A rolling circle filter (RCF) is a background removal technique used in spectral pre-processing.46–48 RCF acts as a high-pass filter for the removal of background fluorescence which works by rolling under the spectra storing the minimum distance the between the circle and the data. 46 This is repeated and evaluated for shifted windows along the spectra, resulting in a list of the minimum distance between the circumference of the circle and the spectra which are then removed from the spectra as the background contribution. The RCF removes broad features from the spectra, thus maintaining the sharp characteristic Raman peaks.

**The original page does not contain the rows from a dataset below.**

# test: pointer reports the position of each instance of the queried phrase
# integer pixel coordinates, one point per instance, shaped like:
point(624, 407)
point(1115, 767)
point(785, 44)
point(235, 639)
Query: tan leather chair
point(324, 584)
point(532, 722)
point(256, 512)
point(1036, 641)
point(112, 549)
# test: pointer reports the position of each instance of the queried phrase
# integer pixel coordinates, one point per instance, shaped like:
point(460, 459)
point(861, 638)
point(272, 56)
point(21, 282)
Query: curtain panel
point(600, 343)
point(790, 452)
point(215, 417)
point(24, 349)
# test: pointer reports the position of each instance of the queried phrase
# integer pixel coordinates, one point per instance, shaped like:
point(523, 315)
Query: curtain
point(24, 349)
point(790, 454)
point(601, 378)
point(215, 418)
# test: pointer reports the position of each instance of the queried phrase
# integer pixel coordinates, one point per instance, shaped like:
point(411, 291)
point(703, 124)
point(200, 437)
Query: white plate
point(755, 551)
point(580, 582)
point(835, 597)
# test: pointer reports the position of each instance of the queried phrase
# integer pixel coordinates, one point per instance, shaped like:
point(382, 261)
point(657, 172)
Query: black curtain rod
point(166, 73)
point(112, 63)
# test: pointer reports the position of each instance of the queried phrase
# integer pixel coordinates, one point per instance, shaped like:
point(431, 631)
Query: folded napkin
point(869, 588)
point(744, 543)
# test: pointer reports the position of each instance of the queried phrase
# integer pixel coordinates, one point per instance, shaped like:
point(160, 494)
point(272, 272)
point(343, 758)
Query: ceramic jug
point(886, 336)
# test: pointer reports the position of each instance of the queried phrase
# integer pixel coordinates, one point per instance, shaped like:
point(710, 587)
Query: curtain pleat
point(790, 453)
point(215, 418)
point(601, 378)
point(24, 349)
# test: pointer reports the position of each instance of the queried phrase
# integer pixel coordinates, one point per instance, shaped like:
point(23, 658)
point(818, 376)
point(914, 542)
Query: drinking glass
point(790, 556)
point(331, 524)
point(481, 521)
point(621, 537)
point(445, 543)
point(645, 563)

The tuneable parameter with the RCF is the radius of the circle, which is typically chosen such that broad features are effectively removed and such that the circle cannot ‘roll’ into Raman peaks, hence diminishing them.
Polynomial baseline removal is a common method in pre-processing of Raman spectra.45,49,50 A polynomial of n order models the broad background fluorescence by searching for support points beneath the spectrum and is subsequently subtracted aiming to leave behind only the chemical contributions from a sample. Polynomial baseline removal fits an n order polynomial to the spectra, aiming to remove broader features uncharacteristic of Raman while maintaining peak structures. The polynomial removal algorithm used in this study has been taken from the hyperSpec R package, 51 which iteratively searches for appropriate spectral regions to fit a baseline to remove using least squares. Here the tuneable parameter is the order of the fitted polynomial.
Derivative baseline removal involves taking the derivative of Raman spectra as a high pass method of filtering and is a common technique in data pre-processing.52–54 It can be highly effective in isolating the characteristically sharp peaks in Raman spectra from background contributions by focusing on stark changes in the spectra gradient. A drawback of using derivatives is an increase in apparent noise in a signal due to its nature of suppressing low frequency signals while enhancing high frequency signals. By taking the derivative of the measured response with respect to the wavenumber (or index), one can evaluate derivative of spectra, accentuating the maxima and minima indicative of the Raman effect. One can either take the first or second derivative to achieve this, both of which remove low frequency signals from the spectra as a high pass filter. The implementation in this study is via the Savitzky–Golay (SG) method which contains an option for derivative computation.
Normalization
Normalization aims to account for general intensity differences between spectral measurements e.g. due to relative concentration or laser power fluctuations. In this study, we trialled five types of normalization as well as an option of no normalization; min–max, min–max with the phenylalanine peak set to 1, min–max with the amide I peak set to 1, standard normal variate (SNV) and vector normalization. Min–max normalization is often used with spectroscopic data, 55 and can be focused on a particular region within the spectra to ensure a common peak is set to 1.56–58 We used the phenylalanine peak at 1004 cm−1, and the amide I peak at 1659 cm−1 in human blood serum as regions to scale spectra to. Standard normal variate (SNV) is another method used in the removal of multiplicative scattering effects, 59 and as a method for scaling spectra adjusts based on the mean and standard deviation of the spectrum.60,61 Vector normalization is also commonly used for normalization by scaling the spectra such that it sums to one.58,62,63
Performance Comparison Using Random Forest
Each pre-processing permutation was assessed using a random forest (RF) classification algorithm. 64 Briefly, RFs build an ensemble of random decision trees, in this case 500, and uses the average result of the cohort as the final classification of the given spectra. RF is an example of a supervised learning algorithm in which the classification of a training sample is given to provide a model target, as opposed to unsupervised in which the classification of training samples is not given in model development. In RF, the number of descriptors (variables) used to determine the classification is set to the square root of the number of wavenumbers in the data set (n.b. this value may vary depending on pre-processing due to changes in data shape after pre-processing steps). These factors equate to an out-of-the-bag/default RF implementation using the R package “randomForest”, based on the original Breiman algorithm. 64 RFs are prevalent in spectroscopy,65–67 tending to perform well without hyperparameter tuning and having the ability to extract feature importance which can be indicative of biomarkers in studies such as this. We also compare a subset of pre-processing permutations (including the top performing and bottom performing) using a support vector machine (SVM) model with linear, radial and polynomial basis functions included in the appendices to emphasise RF superiority in this context.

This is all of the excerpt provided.